PT RIFAN FINANCINDO BERJANGKA SURABAYA

Rilis Data Ekonomi China Bikin Bursa Saham Asia Naik Tipis

Sejumlah orang tercermin dalam papan yang menampilkan indeks saham di Tokyo, Jepang, Jumat, (10/7/ 2015). Harga saham Nikkei mengalami perubahan mengikuti gejolak pasar Tiongkok. (REUTERS/Thomas Peter)

PT. Rifan Financindo Berjangka, Tokyo – Bursa saham Asia menguat tipis di awal pekan seiring pelaku pasar bersikap hati-hati setelah rilis data ekonomi China diumumkan. Ditambah investor juga melihat apakah bank sentral Amerika Serikat (AS) cukup percaya diri untuk menaikkan suku bunga pertama kali dalam satu dekade.

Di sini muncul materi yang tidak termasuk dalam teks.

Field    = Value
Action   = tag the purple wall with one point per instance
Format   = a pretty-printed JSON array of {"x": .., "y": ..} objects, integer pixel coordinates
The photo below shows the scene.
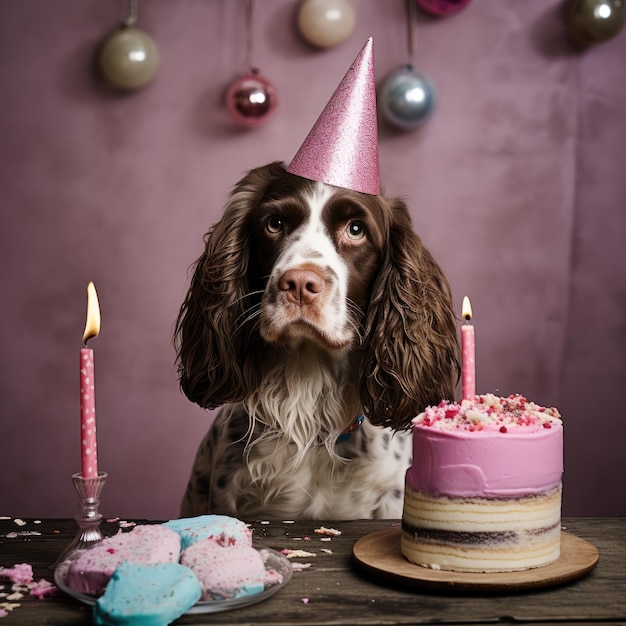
[{"x": 516, "y": 184}]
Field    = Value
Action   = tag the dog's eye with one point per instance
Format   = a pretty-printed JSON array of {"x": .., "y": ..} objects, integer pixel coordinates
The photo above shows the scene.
[
  {"x": 275, "y": 224},
  {"x": 355, "y": 231}
]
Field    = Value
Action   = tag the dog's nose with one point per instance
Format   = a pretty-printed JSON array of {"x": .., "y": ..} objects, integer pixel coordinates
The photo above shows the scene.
[{"x": 301, "y": 286}]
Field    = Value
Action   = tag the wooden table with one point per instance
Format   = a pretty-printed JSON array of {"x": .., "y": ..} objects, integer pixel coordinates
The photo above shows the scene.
[{"x": 335, "y": 590}]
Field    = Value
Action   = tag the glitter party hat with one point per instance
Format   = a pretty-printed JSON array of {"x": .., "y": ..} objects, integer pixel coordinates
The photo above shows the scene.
[{"x": 342, "y": 147}]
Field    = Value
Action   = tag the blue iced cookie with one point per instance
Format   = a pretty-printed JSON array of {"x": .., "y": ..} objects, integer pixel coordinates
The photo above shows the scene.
[{"x": 151, "y": 594}]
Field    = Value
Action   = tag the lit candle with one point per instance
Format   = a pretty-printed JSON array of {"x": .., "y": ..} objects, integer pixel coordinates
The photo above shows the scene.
[
  {"x": 88, "y": 447},
  {"x": 468, "y": 371}
]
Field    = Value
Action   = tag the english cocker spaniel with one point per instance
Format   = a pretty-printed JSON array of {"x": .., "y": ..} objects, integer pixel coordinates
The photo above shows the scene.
[{"x": 321, "y": 322}]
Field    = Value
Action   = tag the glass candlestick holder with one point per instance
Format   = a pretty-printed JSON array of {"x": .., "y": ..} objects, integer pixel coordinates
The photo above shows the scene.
[{"x": 89, "y": 518}]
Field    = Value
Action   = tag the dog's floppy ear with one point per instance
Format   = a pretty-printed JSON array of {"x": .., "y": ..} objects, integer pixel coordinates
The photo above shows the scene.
[
  {"x": 411, "y": 347},
  {"x": 217, "y": 358}
]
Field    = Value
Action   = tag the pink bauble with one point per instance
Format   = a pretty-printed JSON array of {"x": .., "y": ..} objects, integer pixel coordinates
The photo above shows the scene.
[
  {"x": 251, "y": 99},
  {"x": 325, "y": 23}
]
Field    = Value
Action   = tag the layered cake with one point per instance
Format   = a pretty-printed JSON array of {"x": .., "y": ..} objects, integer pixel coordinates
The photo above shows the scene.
[{"x": 483, "y": 493}]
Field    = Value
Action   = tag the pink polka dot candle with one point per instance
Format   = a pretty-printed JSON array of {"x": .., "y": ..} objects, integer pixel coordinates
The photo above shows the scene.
[
  {"x": 88, "y": 443},
  {"x": 468, "y": 353}
]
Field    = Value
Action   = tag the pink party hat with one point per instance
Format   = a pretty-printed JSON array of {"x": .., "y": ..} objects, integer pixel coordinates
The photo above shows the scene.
[{"x": 342, "y": 147}]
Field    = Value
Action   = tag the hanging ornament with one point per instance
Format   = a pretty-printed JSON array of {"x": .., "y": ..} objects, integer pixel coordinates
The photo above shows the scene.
[
  {"x": 595, "y": 21},
  {"x": 251, "y": 98},
  {"x": 407, "y": 97},
  {"x": 443, "y": 8},
  {"x": 325, "y": 23},
  {"x": 129, "y": 58}
]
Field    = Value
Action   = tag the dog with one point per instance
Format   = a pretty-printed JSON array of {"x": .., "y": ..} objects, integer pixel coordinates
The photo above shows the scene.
[{"x": 321, "y": 322}]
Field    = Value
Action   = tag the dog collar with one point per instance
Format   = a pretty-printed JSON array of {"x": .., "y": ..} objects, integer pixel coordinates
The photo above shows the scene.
[{"x": 346, "y": 434}]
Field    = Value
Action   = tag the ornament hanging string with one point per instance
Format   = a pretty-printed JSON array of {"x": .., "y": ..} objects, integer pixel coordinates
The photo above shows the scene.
[
  {"x": 411, "y": 19},
  {"x": 133, "y": 13},
  {"x": 249, "y": 10}
]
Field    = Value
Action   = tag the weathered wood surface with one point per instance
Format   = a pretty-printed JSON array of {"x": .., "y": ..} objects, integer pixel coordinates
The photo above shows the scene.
[{"x": 335, "y": 590}]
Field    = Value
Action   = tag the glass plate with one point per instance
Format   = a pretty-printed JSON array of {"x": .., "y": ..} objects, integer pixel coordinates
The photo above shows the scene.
[{"x": 272, "y": 559}]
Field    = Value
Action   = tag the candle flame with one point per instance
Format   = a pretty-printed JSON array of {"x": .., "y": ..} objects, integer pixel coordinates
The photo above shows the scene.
[
  {"x": 92, "y": 326},
  {"x": 466, "y": 310}
]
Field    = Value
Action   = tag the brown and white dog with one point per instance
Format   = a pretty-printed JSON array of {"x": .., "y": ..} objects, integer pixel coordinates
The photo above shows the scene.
[{"x": 311, "y": 306}]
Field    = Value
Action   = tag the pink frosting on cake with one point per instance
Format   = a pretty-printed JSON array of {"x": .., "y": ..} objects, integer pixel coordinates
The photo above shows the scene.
[
  {"x": 486, "y": 448},
  {"x": 91, "y": 570}
]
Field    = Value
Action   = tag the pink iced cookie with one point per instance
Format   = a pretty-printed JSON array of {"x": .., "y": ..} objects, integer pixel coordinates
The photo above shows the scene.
[
  {"x": 91, "y": 570},
  {"x": 227, "y": 572},
  {"x": 227, "y": 531}
]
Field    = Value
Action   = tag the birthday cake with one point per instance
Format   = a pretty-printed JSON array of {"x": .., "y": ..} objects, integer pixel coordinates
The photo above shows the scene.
[{"x": 483, "y": 493}]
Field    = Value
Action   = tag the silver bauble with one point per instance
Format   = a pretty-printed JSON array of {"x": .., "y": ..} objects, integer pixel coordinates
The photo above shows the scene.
[{"x": 407, "y": 98}]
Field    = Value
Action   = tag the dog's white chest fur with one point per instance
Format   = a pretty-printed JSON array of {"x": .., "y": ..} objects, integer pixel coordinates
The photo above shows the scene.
[{"x": 369, "y": 484}]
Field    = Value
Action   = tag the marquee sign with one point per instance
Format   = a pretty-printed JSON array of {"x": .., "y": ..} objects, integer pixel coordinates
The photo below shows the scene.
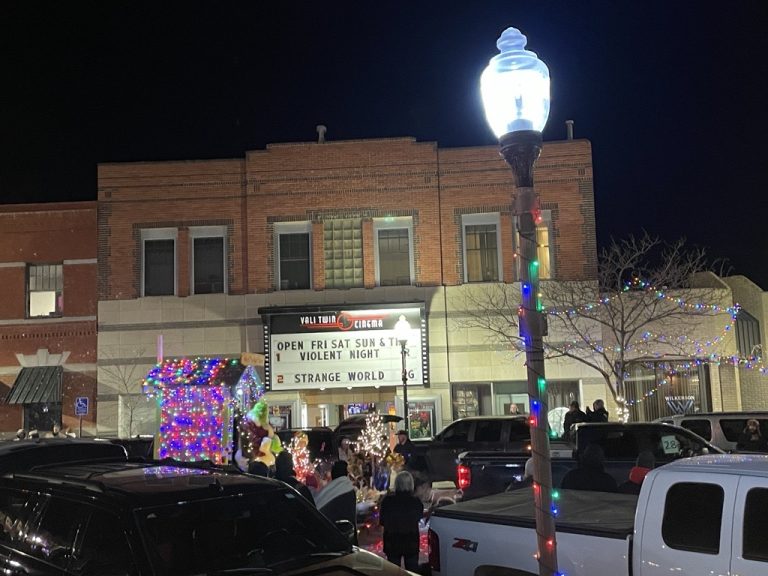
[{"x": 342, "y": 347}]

Indeks saham MSCI Asia Pacific di luar Jepang menguat 0,3 persen. Sementara itu, indeks saham Jepang Topix melemah 0,1 persen.? Diikuti indeks saham Korea Selatan Kospi melemah 0,2 persen. Sedangkan indeks saham Australia menguat 0,7 persen didorong kenaikan sektor saham perawatan kesehatan dan utilitas.

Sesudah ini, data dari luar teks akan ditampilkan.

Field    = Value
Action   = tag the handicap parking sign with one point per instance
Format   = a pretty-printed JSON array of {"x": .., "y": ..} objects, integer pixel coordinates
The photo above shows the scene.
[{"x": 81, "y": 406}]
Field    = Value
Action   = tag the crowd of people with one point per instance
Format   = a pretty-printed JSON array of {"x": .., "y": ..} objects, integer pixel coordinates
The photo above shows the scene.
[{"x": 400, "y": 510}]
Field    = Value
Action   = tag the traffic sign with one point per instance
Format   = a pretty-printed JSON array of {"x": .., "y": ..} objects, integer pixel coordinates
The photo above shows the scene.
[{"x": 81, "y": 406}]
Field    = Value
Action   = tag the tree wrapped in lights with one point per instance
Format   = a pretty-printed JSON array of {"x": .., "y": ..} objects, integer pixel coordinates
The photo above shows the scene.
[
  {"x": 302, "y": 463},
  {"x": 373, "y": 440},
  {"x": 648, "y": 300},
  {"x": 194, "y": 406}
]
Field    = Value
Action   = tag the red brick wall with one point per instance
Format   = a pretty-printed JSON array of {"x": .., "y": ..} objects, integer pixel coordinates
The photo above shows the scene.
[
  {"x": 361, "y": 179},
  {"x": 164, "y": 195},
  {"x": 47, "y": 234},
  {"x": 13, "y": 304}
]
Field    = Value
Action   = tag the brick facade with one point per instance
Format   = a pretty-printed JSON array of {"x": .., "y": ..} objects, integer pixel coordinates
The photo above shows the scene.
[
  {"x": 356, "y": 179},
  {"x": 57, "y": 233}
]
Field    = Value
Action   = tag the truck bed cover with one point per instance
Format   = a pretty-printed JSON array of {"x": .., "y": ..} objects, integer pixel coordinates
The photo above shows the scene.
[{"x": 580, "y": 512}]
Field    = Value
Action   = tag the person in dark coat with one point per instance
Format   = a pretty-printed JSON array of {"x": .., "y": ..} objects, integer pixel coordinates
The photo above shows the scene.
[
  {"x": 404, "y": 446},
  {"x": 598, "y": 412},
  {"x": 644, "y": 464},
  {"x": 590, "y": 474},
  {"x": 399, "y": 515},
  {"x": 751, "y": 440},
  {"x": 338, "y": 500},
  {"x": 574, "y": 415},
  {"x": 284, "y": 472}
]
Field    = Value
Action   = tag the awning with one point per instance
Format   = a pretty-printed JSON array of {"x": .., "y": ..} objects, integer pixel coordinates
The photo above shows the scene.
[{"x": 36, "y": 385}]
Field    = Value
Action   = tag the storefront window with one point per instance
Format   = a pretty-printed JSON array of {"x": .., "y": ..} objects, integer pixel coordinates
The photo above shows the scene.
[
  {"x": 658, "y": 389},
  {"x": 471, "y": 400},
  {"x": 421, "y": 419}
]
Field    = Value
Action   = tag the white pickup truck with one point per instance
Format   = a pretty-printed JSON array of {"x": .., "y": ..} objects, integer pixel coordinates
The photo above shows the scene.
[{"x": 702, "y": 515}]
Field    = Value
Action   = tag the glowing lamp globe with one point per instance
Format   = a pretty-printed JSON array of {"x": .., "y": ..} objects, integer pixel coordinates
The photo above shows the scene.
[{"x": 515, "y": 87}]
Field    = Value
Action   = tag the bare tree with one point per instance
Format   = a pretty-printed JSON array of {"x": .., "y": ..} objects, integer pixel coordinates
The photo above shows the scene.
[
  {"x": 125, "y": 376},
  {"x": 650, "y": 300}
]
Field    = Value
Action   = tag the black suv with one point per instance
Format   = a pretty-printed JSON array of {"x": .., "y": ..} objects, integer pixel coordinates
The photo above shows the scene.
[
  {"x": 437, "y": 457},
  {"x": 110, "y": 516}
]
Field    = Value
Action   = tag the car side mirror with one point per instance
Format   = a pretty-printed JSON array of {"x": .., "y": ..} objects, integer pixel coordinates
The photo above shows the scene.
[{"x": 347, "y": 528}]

Pada akhir pekan, data yang dipublikasikan menunjukkan kalau pertumbuhan investasi dan hasil produksi China pada Agustus telah meningkatkan kekhawatiran kemungkinan pertumbuhan ekonomi China pada kuartal III di bawah tujuh persen untuk pertama kalinya sejak krisis global.

Selain itu, data ekonomi juga mengharapkan Beijing akan merespons langkah-langkah untuk menopang ekonomi.”Angka-angka sesuai dengan pandangan kami kalau China harus menggelar pelonggaran moneter,” ujar Fumio Nakakubo, Direktur Divisi Wealth Management UBS, seperti dikutip dari Reuters, Senin (14/9/2015).

Hasil produksi industri komoditas China termasuk batu bara dan baja melemah pada Agustus. Hal itu seiring pemerintah lebih menjaga lingkungan terutama dari asap dan juga memangkas produksi lantaran perlambatan ekonomi.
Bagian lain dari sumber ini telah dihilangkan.